Even the most experienced mortgage broker cannot secure the best mortgage deal for you if your credit is poor. As a young adult, you can be forgiven for running balances in your credit cards and for missing the deadlines of utility bills. But these habits hurt your credit score and lower your chances of securing a very low mortgage rate. Pull out a copy of your latest credit report to know your credit score. 

Do not apply for a mortgage if your score is less than 700 or if the report has several red marks. It is better to wait till the time you can improve your credit score. You can expect a lower mortgage rate if you improve your credit score.

5. Keep Your Debt to Income Ratio Low

Young adults are known for their fiscal imprudence. They will collect several credit cards as status symbols and also have balances running in them. They also purchase phones and other gadgets in installments. What they don’t realize is that their capacity for repayment gets decreased because of these debts. Ideally, lenders want the debt to income ratio of not more than 30%. 

If you are already paying a sizeable portion of your monthly income on various debts, you can very well forget the chances of securing a low mortgage rate. Pay off as many debts as possible to bring your debt to income ratio within manageable limits. Lenders add your debts to their EMI to calculate this ratio.

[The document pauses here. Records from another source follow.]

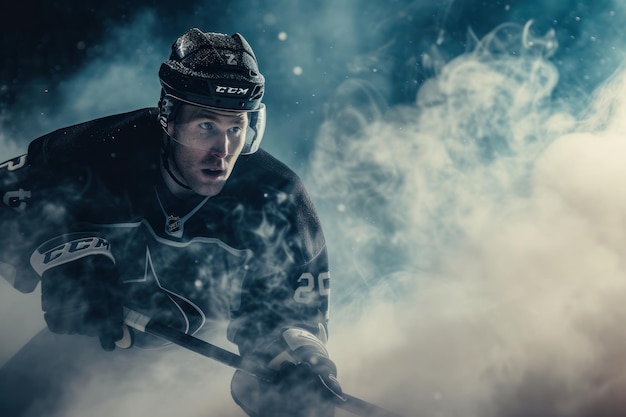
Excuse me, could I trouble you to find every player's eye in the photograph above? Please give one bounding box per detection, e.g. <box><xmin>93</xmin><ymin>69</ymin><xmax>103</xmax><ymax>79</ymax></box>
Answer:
<box><xmin>198</xmin><ymin>122</ymin><xmax>215</xmax><ymax>131</ymax></box>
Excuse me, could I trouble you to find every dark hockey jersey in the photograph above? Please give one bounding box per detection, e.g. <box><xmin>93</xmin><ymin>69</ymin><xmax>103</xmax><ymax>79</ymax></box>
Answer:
<box><xmin>0</xmin><ymin>108</ymin><xmax>330</xmax><ymax>354</ymax></box>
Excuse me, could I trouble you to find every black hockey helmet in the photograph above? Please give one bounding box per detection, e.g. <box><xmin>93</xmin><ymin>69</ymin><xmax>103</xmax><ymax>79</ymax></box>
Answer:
<box><xmin>159</xmin><ymin>28</ymin><xmax>265</xmax><ymax>154</ymax></box>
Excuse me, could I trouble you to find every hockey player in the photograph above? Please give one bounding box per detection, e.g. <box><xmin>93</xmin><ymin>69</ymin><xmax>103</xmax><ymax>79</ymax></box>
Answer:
<box><xmin>0</xmin><ymin>28</ymin><xmax>342</xmax><ymax>417</ymax></box>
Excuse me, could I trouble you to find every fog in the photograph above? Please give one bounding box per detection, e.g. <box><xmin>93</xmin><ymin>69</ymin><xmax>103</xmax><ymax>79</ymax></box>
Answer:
<box><xmin>0</xmin><ymin>0</ymin><xmax>626</xmax><ymax>417</ymax></box>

6. Fixed vs. Variable and 15-year vs. 30-year Mortgage

As a young adult, you are not expected to know the intricacies of different kinds of mortgages. However, as it is your hard-earned money at stake, it is always advisable to know as much as you can.

ARM or Variable Rate of Interest 

Borrowers have the option of choosing an adjustable rate of interest which varies according to the market rates. You pay a low mortgage rate for an initial period of several months after which the lender charges the rate based upon the market rate. 

Fixed-Rate

As the name suggests, this kind of mortgage remains the same throughout the loan period, and gives peace of mind as the borrower knows his EMI. 

15-Year vs. 30-Year

You have the comfort of a low EMI when you opt for a 30-year mortgage. On the other hand, you enjoy a lower mortgage rate with a 15-year mortgage. 

For a young adult, buying a home gives a very proud feeling of ownership. Financing is the only way to fulfill this dream. If you are financially prepared and enjoy good credit, it becomes easy to obtain a low mortgage rate from the lender. Saving early and observing fiscal prudence is necessary to realize your dreams of ownership of a home.